As with many of my book reviews, I’ve not gone into great depth — there’s a whole internet for that, and they’ll do a much better job than me. Instead I’ve highlighted the key bits I think you need to know, along with a hearty recommendation of buy this book!
The Design of Everyday Things is a fairly recent rewrite of The Psychology of Everyday Things, bringing it up-to-date with the developments if the last 25 years.
The first half of the book is fairly deep (for someone who did a "colouring in" degree) psychology, explaining how people build mental models of products and how they interact with them. However, it's written in an easygoing manner, with plenty of examples of real-world problems, many of which I've been complaining about for years — such as doors with confusing push/pull handles.
What makes this work is that he both points out the flaws in many products and gives adequate information to create a solution, often suggesting one himself.
He then continues into explaining errors in product usage, and how these are almost always the designers fault. You may remember similar sentiments from my [rant on phone cases]. This chapter has been invaluable in explaining to engineers why design is so important, and so much more than just making things look pretty.
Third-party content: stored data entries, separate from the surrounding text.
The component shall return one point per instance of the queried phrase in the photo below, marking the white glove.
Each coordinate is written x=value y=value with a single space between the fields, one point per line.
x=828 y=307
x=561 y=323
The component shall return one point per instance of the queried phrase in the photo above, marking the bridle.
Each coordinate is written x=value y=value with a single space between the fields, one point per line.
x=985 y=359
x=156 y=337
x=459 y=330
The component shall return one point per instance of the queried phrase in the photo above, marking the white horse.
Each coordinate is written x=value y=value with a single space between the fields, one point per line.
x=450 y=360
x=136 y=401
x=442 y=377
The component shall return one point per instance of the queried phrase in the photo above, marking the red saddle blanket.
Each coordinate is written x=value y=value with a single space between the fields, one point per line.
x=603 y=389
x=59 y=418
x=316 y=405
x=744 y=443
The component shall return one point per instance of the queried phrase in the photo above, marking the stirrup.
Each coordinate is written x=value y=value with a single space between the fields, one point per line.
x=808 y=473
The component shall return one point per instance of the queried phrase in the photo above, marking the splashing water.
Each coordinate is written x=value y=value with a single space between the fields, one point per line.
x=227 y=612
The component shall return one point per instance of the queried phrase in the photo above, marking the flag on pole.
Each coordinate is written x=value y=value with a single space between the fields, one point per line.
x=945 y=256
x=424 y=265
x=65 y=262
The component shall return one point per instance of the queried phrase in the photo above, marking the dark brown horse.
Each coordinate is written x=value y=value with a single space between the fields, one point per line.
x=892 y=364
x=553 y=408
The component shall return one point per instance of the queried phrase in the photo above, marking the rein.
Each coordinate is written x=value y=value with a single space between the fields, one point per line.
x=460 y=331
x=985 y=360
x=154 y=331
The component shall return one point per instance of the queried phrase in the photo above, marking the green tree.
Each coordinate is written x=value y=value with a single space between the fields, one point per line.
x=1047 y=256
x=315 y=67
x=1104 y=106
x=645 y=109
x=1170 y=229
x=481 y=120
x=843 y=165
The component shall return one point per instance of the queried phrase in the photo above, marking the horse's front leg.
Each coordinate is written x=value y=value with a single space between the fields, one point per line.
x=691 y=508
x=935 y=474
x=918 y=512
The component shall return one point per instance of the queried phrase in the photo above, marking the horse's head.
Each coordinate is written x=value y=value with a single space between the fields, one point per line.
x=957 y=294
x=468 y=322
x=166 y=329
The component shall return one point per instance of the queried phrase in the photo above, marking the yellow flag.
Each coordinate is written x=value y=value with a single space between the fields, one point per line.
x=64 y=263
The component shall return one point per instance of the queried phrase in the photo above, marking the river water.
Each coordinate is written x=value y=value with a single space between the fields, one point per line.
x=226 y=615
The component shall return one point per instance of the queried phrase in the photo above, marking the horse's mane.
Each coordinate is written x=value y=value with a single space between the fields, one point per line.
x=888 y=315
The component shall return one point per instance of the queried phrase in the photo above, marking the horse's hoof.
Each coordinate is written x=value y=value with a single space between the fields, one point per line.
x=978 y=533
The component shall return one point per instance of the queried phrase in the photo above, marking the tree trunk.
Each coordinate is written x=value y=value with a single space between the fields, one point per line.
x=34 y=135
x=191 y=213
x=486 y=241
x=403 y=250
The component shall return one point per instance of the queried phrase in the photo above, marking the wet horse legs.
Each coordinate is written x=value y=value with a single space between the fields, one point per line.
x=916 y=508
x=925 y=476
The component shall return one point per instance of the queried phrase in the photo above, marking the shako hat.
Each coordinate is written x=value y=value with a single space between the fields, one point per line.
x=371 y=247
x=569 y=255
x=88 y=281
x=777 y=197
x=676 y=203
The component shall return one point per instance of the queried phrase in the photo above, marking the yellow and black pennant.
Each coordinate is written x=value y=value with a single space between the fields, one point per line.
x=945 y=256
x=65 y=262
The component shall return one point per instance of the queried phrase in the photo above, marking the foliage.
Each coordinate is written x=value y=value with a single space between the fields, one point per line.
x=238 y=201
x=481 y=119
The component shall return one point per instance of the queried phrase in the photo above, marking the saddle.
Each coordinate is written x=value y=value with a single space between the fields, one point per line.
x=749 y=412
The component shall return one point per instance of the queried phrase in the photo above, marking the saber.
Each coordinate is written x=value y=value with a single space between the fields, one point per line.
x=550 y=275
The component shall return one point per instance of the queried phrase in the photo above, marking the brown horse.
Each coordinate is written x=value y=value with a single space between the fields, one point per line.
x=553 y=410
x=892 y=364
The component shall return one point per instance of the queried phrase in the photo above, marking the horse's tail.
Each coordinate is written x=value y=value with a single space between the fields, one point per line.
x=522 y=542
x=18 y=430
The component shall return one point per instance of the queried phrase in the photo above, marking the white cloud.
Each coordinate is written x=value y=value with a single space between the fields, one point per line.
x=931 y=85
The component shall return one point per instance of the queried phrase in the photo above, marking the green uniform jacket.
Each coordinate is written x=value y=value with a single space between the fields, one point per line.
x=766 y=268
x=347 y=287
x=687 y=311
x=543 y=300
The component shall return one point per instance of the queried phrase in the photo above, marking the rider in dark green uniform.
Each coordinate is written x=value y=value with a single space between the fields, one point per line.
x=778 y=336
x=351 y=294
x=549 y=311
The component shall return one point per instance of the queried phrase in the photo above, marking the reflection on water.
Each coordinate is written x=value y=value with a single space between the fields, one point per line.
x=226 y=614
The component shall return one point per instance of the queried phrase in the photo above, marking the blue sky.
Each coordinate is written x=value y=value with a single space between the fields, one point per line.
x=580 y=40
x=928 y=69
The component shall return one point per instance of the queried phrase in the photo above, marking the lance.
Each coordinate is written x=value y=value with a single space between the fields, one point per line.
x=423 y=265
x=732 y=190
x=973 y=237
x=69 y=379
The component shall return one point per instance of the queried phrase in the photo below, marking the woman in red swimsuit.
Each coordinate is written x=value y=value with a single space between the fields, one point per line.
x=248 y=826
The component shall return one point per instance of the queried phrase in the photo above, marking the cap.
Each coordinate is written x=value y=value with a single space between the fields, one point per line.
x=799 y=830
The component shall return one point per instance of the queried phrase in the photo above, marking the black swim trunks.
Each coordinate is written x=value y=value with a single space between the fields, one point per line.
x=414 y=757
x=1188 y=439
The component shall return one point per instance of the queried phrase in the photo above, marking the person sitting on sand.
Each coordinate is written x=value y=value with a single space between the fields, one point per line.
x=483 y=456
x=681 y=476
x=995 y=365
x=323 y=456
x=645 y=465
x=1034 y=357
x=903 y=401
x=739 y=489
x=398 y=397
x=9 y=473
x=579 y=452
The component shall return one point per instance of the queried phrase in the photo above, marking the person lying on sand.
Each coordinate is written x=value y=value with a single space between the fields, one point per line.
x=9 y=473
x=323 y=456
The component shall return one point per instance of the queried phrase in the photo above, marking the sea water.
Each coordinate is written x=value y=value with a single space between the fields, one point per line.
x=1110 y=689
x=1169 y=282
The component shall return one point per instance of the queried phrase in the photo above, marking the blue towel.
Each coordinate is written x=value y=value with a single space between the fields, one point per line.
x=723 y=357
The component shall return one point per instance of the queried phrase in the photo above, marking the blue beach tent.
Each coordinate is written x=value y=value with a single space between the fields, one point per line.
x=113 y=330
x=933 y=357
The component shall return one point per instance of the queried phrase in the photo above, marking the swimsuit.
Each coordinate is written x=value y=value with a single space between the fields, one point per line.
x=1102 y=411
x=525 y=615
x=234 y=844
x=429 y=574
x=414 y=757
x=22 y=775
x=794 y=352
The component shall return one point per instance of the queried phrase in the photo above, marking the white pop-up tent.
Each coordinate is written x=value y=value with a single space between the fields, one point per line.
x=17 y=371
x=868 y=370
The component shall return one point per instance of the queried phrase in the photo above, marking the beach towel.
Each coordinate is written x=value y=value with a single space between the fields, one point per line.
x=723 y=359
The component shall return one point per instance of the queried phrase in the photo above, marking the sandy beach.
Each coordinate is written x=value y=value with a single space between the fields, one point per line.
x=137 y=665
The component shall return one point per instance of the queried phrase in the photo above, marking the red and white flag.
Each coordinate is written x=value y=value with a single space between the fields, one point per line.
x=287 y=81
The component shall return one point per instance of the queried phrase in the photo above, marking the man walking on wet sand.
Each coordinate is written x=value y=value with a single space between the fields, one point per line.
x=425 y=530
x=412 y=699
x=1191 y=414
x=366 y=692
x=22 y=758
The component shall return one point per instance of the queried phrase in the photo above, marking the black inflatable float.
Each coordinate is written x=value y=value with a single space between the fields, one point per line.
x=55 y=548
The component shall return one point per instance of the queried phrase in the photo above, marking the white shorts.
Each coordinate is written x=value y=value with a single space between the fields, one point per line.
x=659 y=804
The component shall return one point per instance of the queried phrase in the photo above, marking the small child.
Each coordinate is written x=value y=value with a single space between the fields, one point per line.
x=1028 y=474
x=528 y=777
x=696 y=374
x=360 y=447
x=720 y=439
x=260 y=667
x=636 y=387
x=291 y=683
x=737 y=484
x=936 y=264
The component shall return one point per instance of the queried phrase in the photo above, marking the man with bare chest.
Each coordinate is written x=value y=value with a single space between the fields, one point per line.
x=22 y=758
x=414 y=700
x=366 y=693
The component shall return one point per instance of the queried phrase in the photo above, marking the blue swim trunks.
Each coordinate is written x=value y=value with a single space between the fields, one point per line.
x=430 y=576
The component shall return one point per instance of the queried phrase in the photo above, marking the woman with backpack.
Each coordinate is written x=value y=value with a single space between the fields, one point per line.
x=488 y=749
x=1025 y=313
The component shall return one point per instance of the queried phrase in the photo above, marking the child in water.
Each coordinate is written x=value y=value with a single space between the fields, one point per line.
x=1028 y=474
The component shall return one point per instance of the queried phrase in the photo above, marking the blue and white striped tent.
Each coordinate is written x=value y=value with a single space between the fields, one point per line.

After discussing the ideal world of design for several chapters, the last few chapters take the reader back to the real world, and explain how perfect product design can fall foul to marketing people, business people and commercial people, but also how these are the very people needed for a product to succeed.
Every designer should read this book
— when I come to power this will be the law. And everyone else should read this book too, just in case they ever need to design something.